/blockparser

Fast, quick and dirty bitcoin blockchain parser

Primary LanguageC

blockparser

Credits:
--------

    Written by znort987@yahoo.com
    If you find this useful: 1ZnortsoStC1zSTXbW6CUtkvqew8czMMG

What:
-----

    A fairly fast, quick and dirty bitcoin whole blockchain parser.

Why:
----

    . Few dependencies: openssl-dev, boost

    . Very quickly extract information from the entire blockchain.

    . Code is simple and helps to understand how the data structure underlying bitcoin works.

Build it:
---------

    . Turn your x86-64 Ubuntu box on

    . Make sure you have an up to date satoshi client blockchain in ~/.bitcoin

    . Run this:

        sudo apt-get install libssl-dev build-essential g++-4.4 libboost-all-dev libsparsehash-dev git-core perl
        git clone git://github.com/znort987/blockparser.git
        cd blockparser
        make

Try it:
-------

    . Compute simple blockchain stats, full chain parse (< 1 second)

        ./parser simpleStats

    . Extract all transactions for popular address 1dice6wBxymYi3t94heUAG6MpG5eceLG1 (20 seconds)

        ./parser transactions 06f1b66fa14429389cbffa656966993eab656f37

    . Compute the closure of an address, that is the list of addresses that provably belong to the same person (20 seconds):

        ./parser closure 06f1b66fa14429389cbffa656966993eab656f37

    . Compute and print the balance for all keys ever used in a TX since the beginning of time (30 seconds):

        ./parser allBalances >allBalances.txt

    . See how much of the BTC 10K pizza tainted each of the TX in the chain

        ./parser taint >pizzaTaint.txt

    . See all the block rewards and fees:

        ./parser rewards >rewards.txt

    . See a greatly detailed dump of the pizza transaction

        ./parser show

Caveats:
--------

    . You need an x86-84 ubuntu box and a recent version of GCC(>=4.4), recent versions of boost
      and openssl-dev. The whole thing is very unlikely to work or even compile on anything else.

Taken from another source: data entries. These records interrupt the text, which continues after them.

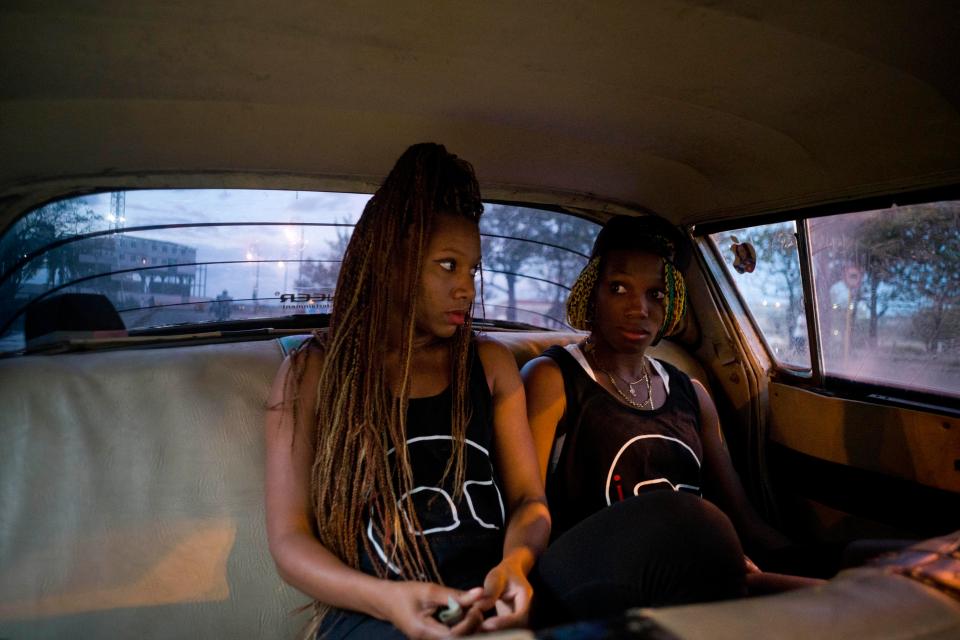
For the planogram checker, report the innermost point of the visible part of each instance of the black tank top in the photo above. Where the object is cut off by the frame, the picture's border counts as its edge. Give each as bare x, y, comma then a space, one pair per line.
466, 536
609, 451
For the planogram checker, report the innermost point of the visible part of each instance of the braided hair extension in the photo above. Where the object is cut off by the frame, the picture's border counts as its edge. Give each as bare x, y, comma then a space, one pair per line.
359, 423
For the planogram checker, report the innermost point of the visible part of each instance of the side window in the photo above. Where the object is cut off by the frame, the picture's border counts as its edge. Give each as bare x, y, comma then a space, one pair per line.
888, 289
764, 265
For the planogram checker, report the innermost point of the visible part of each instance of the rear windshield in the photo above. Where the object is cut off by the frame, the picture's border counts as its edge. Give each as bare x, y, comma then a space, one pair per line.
194, 258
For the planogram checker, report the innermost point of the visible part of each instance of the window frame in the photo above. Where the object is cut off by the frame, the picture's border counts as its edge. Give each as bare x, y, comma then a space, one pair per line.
815, 379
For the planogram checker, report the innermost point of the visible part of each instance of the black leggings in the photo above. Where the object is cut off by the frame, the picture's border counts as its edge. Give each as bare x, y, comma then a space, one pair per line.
659, 548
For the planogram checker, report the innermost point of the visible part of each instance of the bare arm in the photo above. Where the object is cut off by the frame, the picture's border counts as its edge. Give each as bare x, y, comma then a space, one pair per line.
720, 474
546, 402
301, 559
528, 527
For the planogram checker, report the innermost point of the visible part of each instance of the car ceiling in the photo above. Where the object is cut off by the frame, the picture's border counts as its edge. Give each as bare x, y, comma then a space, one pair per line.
698, 110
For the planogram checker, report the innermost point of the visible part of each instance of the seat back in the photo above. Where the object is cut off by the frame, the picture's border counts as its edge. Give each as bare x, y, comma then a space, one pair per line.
131, 492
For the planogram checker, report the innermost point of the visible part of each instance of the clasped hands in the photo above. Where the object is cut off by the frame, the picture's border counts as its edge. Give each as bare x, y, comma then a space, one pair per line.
412, 606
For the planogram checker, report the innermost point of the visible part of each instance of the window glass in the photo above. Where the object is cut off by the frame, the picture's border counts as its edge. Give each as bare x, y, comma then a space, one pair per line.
531, 258
888, 290
190, 257
764, 265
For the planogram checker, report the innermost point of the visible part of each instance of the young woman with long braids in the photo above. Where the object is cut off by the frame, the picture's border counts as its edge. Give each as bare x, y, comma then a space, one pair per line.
628, 444
400, 470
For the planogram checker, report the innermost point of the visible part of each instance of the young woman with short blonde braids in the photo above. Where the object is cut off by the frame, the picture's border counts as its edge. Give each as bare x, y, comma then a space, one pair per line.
400, 469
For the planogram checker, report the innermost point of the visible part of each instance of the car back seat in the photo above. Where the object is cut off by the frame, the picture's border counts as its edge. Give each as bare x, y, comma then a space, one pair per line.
131, 490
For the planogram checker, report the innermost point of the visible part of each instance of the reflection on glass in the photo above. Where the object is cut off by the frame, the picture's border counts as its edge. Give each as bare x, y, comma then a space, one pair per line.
772, 289
888, 290
189, 257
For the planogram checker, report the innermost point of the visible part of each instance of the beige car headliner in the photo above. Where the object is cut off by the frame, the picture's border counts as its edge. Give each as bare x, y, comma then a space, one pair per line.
698, 110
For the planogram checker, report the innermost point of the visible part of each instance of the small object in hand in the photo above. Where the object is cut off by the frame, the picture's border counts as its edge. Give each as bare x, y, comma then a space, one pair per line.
450, 614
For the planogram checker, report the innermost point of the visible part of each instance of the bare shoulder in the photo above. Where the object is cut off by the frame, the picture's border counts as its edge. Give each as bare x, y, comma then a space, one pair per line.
298, 372
541, 369
498, 365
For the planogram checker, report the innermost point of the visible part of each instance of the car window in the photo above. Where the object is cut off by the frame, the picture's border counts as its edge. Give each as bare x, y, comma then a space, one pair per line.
764, 264
887, 290
194, 257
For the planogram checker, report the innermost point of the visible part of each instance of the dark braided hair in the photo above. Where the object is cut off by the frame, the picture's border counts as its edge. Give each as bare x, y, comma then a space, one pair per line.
359, 422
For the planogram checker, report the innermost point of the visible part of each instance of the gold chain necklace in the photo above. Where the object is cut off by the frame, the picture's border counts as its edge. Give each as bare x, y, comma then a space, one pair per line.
646, 404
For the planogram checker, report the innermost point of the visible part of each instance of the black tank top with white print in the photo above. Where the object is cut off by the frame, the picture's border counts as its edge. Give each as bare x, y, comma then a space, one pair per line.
466, 535
605, 451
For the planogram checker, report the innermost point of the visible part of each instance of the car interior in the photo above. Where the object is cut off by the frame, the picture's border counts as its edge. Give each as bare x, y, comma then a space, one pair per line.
810, 151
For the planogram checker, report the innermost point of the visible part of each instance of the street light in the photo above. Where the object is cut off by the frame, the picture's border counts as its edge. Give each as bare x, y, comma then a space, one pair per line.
253, 254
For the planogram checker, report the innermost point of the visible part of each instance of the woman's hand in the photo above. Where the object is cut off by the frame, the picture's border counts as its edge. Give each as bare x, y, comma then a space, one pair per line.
410, 607
507, 590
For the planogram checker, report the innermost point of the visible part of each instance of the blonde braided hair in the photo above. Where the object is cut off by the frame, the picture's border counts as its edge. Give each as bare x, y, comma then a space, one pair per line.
579, 304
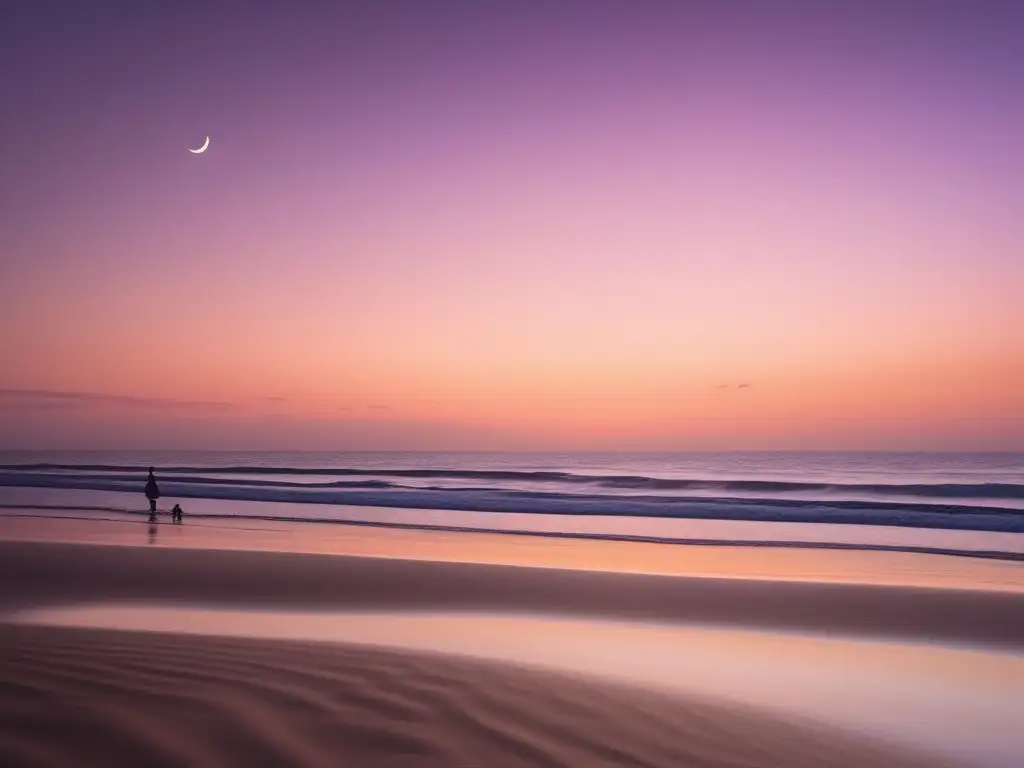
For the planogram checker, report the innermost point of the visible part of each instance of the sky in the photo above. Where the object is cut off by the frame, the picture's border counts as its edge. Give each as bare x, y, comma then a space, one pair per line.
513, 225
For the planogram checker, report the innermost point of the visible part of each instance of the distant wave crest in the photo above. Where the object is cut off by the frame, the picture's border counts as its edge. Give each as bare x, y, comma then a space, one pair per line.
939, 506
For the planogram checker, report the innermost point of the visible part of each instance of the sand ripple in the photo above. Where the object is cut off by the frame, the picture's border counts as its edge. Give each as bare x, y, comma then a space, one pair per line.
91, 697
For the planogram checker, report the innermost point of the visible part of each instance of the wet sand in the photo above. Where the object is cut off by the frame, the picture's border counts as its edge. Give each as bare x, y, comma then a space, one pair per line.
87, 696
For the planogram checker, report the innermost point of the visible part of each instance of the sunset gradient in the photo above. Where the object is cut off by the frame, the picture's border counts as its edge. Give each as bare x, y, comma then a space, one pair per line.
609, 225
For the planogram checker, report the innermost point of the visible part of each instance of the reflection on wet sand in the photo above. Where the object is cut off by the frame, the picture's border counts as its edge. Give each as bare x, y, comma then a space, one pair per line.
955, 701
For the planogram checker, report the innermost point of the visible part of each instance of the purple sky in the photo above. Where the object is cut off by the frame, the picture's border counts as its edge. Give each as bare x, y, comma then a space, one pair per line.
488, 224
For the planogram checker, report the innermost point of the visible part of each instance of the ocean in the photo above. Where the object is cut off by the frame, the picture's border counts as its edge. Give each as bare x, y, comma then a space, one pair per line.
955, 502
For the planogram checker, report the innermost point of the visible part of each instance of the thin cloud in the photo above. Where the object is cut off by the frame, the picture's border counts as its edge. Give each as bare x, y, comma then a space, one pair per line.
50, 397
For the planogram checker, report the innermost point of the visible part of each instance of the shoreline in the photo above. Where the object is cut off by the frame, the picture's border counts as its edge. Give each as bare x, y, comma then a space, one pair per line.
1006, 555
51, 573
304, 656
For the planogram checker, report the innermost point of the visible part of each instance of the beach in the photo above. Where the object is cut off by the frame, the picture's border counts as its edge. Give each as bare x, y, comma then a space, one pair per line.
203, 645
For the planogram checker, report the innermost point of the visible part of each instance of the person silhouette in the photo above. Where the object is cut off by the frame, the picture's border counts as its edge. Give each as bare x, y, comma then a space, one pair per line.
153, 494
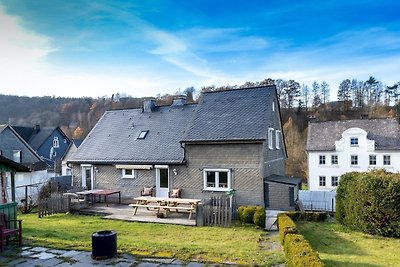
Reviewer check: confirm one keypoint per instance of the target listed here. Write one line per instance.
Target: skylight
(142, 134)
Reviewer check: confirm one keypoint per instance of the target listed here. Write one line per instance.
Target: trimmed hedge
(252, 214)
(370, 202)
(299, 253)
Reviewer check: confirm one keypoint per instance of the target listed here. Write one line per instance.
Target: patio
(125, 213)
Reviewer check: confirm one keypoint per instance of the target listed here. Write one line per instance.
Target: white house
(338, 147)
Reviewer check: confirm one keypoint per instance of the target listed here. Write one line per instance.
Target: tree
(344, 90)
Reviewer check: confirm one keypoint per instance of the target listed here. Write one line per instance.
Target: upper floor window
(322, 181)
(386, 159)
(354, 141)
(17, 156)
(270, 138)
(56, 142)
(217, 179)
(322, 160)
(278, 139)
(334, 159)
(335, 181)
(372, 159)
(354, 160)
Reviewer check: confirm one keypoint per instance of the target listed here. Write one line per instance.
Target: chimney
(179, 101)
(149, 105)
(36, 129)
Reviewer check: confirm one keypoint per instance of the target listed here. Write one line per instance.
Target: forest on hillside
(299, 104)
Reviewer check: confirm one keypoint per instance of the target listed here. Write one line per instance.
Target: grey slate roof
(114, 140)
(234, 115)
(385, 133)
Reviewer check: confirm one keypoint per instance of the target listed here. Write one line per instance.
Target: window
(142, 134)
(334, 159)
(335, 181)
(354, 160)
(128, 173)
(322, 181)
(218, 179)
(270, 138)
(354, 141)
(372, 159)
(386, 159)
(56, 142)
(321, 159)
(278, 139)
(17, 157)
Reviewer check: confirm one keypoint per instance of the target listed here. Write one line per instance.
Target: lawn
(243, 245)
(340, 246)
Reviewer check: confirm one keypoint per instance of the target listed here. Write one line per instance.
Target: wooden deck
(125, 213)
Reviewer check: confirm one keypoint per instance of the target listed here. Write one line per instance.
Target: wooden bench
(6, 230)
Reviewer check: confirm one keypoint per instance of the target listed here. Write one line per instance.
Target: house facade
(229, 140)
(338, 147)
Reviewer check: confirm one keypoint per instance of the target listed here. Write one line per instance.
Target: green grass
(242, 245)
(340, 246)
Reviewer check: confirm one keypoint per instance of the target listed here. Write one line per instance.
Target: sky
(144, 48)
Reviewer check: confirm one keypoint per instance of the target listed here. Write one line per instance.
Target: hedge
(370, 202)
(299, 253)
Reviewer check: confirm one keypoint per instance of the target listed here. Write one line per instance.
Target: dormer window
(142, 134)
(354, 141)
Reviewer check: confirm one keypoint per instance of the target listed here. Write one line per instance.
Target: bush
(259, 217)
(369, 202)
(285, 226)
(299, 253)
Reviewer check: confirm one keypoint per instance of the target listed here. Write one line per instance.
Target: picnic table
(92, 194)
(166, 204)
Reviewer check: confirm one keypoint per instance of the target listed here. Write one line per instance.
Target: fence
(318, 200)
(217, 211)
(56, 203)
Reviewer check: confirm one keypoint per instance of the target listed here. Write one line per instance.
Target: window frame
(386, 159)
(336, 161)
(322, 181)
(217, 187)
(128, 176)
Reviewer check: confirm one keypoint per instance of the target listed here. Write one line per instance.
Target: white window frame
(216, 187)
(387, 160)
(353, 157)
(278, 139)
(322, 160)
(355, 139)
(270, 138)
(130, 176)
(336, 162)
(56, 142)
(322, 178)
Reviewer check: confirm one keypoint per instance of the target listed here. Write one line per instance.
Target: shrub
(285, 226)
(299, 253)
(259, 217)
(369, 202)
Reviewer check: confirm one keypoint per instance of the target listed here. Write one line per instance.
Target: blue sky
(141, 48)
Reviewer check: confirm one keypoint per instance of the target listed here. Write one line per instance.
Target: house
(50, 143)
(338, 147)
(72, 148)
(229, 140)
(14, 147)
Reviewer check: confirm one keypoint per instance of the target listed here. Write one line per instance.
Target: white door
(162, 181)
(87, 177)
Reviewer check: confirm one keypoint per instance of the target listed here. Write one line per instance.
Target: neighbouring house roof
(283, 179)
(234, 115)
(114, 139)
(385, 133)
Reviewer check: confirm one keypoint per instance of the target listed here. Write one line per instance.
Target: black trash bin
(104, 244)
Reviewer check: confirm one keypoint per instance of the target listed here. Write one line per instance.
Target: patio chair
(176, 193)
(7, 229)
(147, 192)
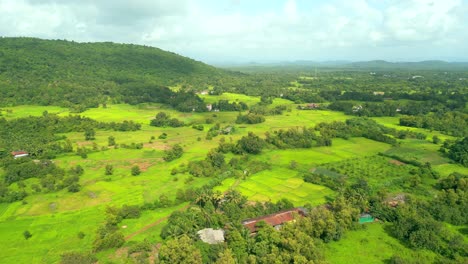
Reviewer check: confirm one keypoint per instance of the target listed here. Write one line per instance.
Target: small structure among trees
(211, 236)
(276, 220)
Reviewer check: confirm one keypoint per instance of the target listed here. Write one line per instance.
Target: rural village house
(276, 220)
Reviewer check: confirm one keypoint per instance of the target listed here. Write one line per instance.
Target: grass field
(55, 218)
(283, 182)
(423, 151)
(371, 245)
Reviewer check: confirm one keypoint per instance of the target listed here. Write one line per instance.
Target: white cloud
(288, 29)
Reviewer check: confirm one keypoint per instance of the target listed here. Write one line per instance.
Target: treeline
(163, 119)
(226, 106)
(51, 178)
(38, 135)
(83, 75)
(294, 242)
(184, 101)
(456, 150)
(418, 224)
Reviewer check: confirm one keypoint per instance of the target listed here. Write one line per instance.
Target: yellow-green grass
(278, 183)
(341, 149)
(394, 122)
(52, 234)
(371, 245)
(282, 182)
(424, 151)
(31, 110)
(231, 97)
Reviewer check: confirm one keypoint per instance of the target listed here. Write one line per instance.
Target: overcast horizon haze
(240, 31)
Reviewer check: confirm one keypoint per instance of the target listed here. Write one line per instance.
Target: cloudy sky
(217, 31)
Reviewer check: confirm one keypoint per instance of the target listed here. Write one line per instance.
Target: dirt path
(160, 220)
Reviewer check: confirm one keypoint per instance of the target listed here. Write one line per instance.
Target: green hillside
(65, 73)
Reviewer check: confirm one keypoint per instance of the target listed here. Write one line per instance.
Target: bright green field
(283, 182)
(54, 219)
(371, 245)
(393, 122)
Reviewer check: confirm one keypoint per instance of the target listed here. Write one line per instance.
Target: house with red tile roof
(19, 154)
(276, 220)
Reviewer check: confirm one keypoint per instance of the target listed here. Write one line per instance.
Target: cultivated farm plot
(423, 151)
(379, 172)
(278, 183)
(371, 244)
(283, 182)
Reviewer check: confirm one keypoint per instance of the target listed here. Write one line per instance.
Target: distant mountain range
(364, 65)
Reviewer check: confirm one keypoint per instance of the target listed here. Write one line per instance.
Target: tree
(27, 235)
(77, 257)
(251, 144)
(174, 153)
(90, 134)
(180, 250)
(111, 141)
(110, 169)
(136, 170)
(74, 187)
(216, 159)
(226, 257)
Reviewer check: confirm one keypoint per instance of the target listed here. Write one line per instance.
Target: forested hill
(58, 72)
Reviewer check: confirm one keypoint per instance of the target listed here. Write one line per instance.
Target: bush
(77, 257)
(174, 153)
(27, 235)
(136, 170)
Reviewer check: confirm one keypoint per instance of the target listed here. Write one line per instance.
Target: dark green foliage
(458, 151)
(216, 159)
(37, 135)
(180, 250)
(111, 141)
(225, 105)
(250, 118)
(90, 134)
(135, 170)
(198, 127)
(420, 230)
(27, 235)
(83, 75)
(292, 138)
(77, 258)
(109, 169)
(251, 144)
(451, 123)
(163, 120)
(332, 180)
(174, 153)
(141, 246)
(129, 212)
(74, 187)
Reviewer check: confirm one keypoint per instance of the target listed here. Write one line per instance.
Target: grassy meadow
(55, 219)
(371, 244)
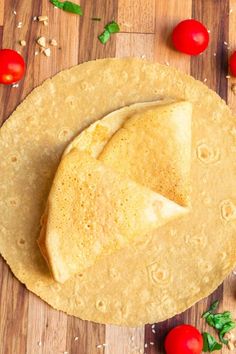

    . It needs quite a bit of RAM to work. Never exactly measured how much, but the hash maps will
      grow quite fat. I might switch them to something different that spills over to disk at some
      point. For now: it works fine with 8 Gigs.

    . The code isn't particularly clean or well architected. It was just a quick way for me to learn
      about bitcoin. There isnt much in the way of comments either.

    . OTOH, it is fairly simple, short, and efficient. If you want to understand how the blockchain
      data structure works, the code in parser.cpp is a solid way to start.

    . blockparser uses mmap() extensively. There has been report that it does not play well with
      encrypted partitions. Solution: move your blockchain to a normal disk. That's likely to make
      your bitcoin install a lot more efficient anyways.

Hacking the code:
-----------------

    . parser.cpp contains a generic parser that mmaps the blockchain, parses it and calls
      "user-defined" callbacks as it hits interesting bits of information.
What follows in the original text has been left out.